Make a copy of your data and organize that copy in a smart way (like in point 1).
Let's say you have a billion books, and only a few of them have the word "great" in the title. How would you find those books as fast as possible?
An inverted index is like a special kind of index that maps words (or numbers, etc.) to where they appear in your data (in our case, which documents they're in). This is what makes keyword search with Elasticsearch so speedy. It lists every unique word that appears in any of your documents and then tells you exactly which documents contain that word. So, for our "great" example, the inverted index would have an entry like:
"great" -> [document #12, document #53, ...]Now, instead of having to look through every single book to see if the title contains "great," we can just look up "great" in our inverted index and BAM! We instantly know which documents have it.
Doc Values: For Sorting and More
When you want to sort search results, say by price - Elasticsearch uses something called doc values to keep things fast.
Instead of scanning every full document just to get one field (like traditional row-based databases), Elasticsearch stores field values like "price" in a columnar format.

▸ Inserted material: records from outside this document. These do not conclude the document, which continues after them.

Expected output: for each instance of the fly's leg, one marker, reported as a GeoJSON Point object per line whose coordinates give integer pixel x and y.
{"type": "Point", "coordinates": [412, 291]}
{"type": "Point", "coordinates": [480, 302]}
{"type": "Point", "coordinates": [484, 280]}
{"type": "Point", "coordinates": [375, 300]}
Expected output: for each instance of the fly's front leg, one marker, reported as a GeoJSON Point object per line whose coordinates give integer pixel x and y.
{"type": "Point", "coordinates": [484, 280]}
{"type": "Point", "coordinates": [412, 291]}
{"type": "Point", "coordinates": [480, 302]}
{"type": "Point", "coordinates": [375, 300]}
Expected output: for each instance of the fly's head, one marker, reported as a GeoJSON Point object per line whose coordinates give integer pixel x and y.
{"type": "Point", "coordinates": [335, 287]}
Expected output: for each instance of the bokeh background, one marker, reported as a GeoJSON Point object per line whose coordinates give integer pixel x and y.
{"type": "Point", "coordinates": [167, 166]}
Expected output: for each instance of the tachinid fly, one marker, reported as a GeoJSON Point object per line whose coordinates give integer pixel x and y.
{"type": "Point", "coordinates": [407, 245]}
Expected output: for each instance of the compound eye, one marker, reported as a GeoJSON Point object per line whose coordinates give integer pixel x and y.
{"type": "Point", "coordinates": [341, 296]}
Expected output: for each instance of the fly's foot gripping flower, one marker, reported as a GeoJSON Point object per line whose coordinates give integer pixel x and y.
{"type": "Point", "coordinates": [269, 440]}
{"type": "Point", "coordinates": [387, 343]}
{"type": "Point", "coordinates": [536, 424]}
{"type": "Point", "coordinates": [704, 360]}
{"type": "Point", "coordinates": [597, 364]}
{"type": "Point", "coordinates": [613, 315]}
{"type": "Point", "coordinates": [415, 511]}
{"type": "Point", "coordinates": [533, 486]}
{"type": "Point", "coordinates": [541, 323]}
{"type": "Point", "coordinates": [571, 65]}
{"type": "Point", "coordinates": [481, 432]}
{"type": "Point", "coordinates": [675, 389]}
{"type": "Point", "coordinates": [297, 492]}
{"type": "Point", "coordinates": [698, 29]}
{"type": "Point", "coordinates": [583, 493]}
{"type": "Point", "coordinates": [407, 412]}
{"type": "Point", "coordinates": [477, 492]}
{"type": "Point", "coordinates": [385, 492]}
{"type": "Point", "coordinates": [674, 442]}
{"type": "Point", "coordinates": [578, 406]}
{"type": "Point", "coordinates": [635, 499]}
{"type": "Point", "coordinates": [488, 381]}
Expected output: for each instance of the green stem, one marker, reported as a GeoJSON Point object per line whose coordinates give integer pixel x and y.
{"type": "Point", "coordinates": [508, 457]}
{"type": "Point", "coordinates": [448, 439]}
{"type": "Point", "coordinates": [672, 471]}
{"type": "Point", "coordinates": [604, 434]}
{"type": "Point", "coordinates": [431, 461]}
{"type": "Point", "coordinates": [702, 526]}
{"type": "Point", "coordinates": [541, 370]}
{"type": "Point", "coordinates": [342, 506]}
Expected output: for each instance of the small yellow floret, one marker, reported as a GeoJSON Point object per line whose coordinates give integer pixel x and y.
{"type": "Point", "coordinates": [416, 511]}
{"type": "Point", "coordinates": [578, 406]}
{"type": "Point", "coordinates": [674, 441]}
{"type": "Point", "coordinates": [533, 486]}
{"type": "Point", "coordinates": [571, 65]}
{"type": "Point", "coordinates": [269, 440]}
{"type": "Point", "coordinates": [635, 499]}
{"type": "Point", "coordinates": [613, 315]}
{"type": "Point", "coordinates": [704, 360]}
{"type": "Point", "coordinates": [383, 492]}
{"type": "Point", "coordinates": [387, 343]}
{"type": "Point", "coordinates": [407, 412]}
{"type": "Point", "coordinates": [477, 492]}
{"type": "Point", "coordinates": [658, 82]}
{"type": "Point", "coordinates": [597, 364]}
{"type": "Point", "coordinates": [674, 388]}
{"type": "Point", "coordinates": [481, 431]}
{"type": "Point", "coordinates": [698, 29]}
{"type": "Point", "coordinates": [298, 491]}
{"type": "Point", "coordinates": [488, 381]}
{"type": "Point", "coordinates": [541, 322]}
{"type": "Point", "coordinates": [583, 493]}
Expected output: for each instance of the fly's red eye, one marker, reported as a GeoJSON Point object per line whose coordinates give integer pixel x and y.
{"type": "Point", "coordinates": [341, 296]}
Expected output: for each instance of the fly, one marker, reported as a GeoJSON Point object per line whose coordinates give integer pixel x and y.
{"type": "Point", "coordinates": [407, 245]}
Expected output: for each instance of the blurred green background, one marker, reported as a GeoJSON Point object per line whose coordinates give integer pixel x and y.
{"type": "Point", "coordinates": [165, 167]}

This means all the prices are stored together, all the authors together, and so on.
So when you search for books with "great" in the title and want to sort them by price, Elasticsearch can quickly grab just the price values from memory, sort them, and return the results—without touching the rest of the document. Efficient and speedy!
Coordinating Nodes: The Traffic Cops
Remember how Elasticsearch is like a team of servers? Well, coordinating nodes are the traffic cops of that team. When you send a search request, they’re the first to receive it. Their job is to figure out which servers (nodes) need to help answer the query, send out those requests, and then gather all the results and stitch them together for you.
One of their biggest responsibilities is query planning—basically, choosing the smartest, fastest way to get your answer. Think of it like them plotting the most efficient route on a GPS before you hit the road. After the coordinating node understands what you're asking for, the query planner figures out things like:
Should we use the inverted index?
If our search has multiple parts, what's the best order to do them in?
How should we combine the results we get back from all the different servers?
Order Optimization: Being Smart About Searching
Let's say you're searching for the phrase "bill nye" across millions of documents. In our inverted index, the word "bill" might appear in millions of documents, but the word "nye" might only appear in a few hundred. How should the system go about finding documents that contain both? There are a bunch of ways it could do it:
Find all documents with "nye," then check each of those to see if they also contain "bill" and then do a more detailed check for "bill nye."
Find all documents with "bill," then check each of those for "nye" and then do a more detailed check for "bill nye."
...and many other possibilities!
The difference in speed between these approaches can be huge!
By keeping track of information about the data (like which words are common, how long documents are, etc.), Elasticsearch's query planner can make smart choices about the best way to perform the search. It tries to minimize the amount of work needed to get you your results quickly. This optimization becomes really important as your data gets bigger and your searches get more complex.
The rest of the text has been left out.